The Verge operated by network media Vox Media

Vox Media: Created by environmental activist and liberal political strategist Jerome Armstrong

No bias here. Anti-Apple ills and their counterparts continue to grasping. As if any Apple user though the iOS was “perfect”.

And yet another enlightening if not telling fact:

Other co-founder of Vox Media:

Markos Moulitsas - liberal political activist, founder and publisher of liberal rag Daily Kos, co-founder of SB Nation, also weekly columnist for The Hill, a D.C. publication

Another co-founder of Vox Media:

Co-founder of SB Nation: Tyler Bleszinski

As everyone can clearly see, this threads source is a leftist organization. Nice to know that, for-q-clinton

[Mortimer St. Hubbins]

Thanks, Swordmaker. Always providing reliable info. compared to the BS being circulated and perpetrated by people who’ll cite liberal activist sources.

[Swordmaker]

Once it’s screwed the system, does it really matter how it gets in?

It does when it's specifically designed to work through USB

[Norm Lenhart]

I’m sure the person that lost his system is real upset about that. I think he’s a bit more miffed that he bought into something that was a myth.

[kevkrom]

I’m sure the person that lost his system is real upset about that. I think he’s a bit more miffed that he bought into something that was a myth.

The myth that downloading apps from an untrusted Chinese site is safe?

[5thGenTexan]

Forgive me, but isn't the iPhone the most successful phone sold on the market? I know all the Android phones combined sell more, but in a model vs. model volume comparison, isn't iPhone #1 by a large margin?

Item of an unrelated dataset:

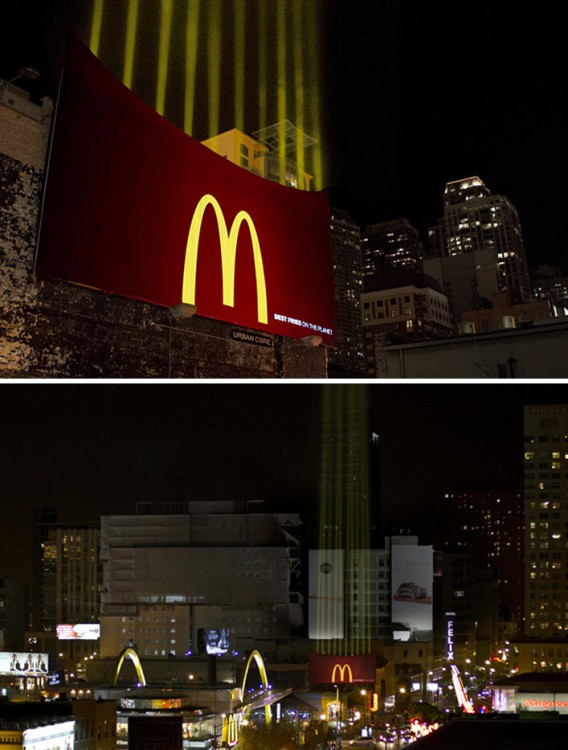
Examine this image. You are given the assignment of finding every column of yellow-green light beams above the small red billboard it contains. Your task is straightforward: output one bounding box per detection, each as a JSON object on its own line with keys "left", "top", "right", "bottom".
{"left": 310, "top": 385, "right": 376, "bottom": 656}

Does a company really get to that level by not serving the needs of their customers?

I get you want to customize your phone and don't care for Apple's model, but the vast majority of the customer base for phones is not someone with a technical background who could attempt it.

Also note, the number of jailbroken iPhones goes down each year. Maybe this is due to jail breaks not adding as much value as the novelty of sticking it to the man (Apple in this case). Or maybe Apple does listen to the jailbreak community and rolls in changes to satisfy their desires, too.

Apple causes market friction since they are early adopters of new directions in technology. They dropped the floppy disc first, the parallel port first, adopted USB keyboards and mice first, adopted thunderbolt ports first, moved to SDD only systems, etc. They were trashed for those moves, too. Now you would be hard pressed to fins a PC that is not "legacy free".

[Norm Lenhart]

The myth that Apple is secure. Because nothing is secure. And this proved it.

The Ilok 1 copy protection system used by many was thought to be unbreakable. After people invested thousands of dollars in false security it was broken and several companies went belly up from piracy. Nothing is secure. nothing.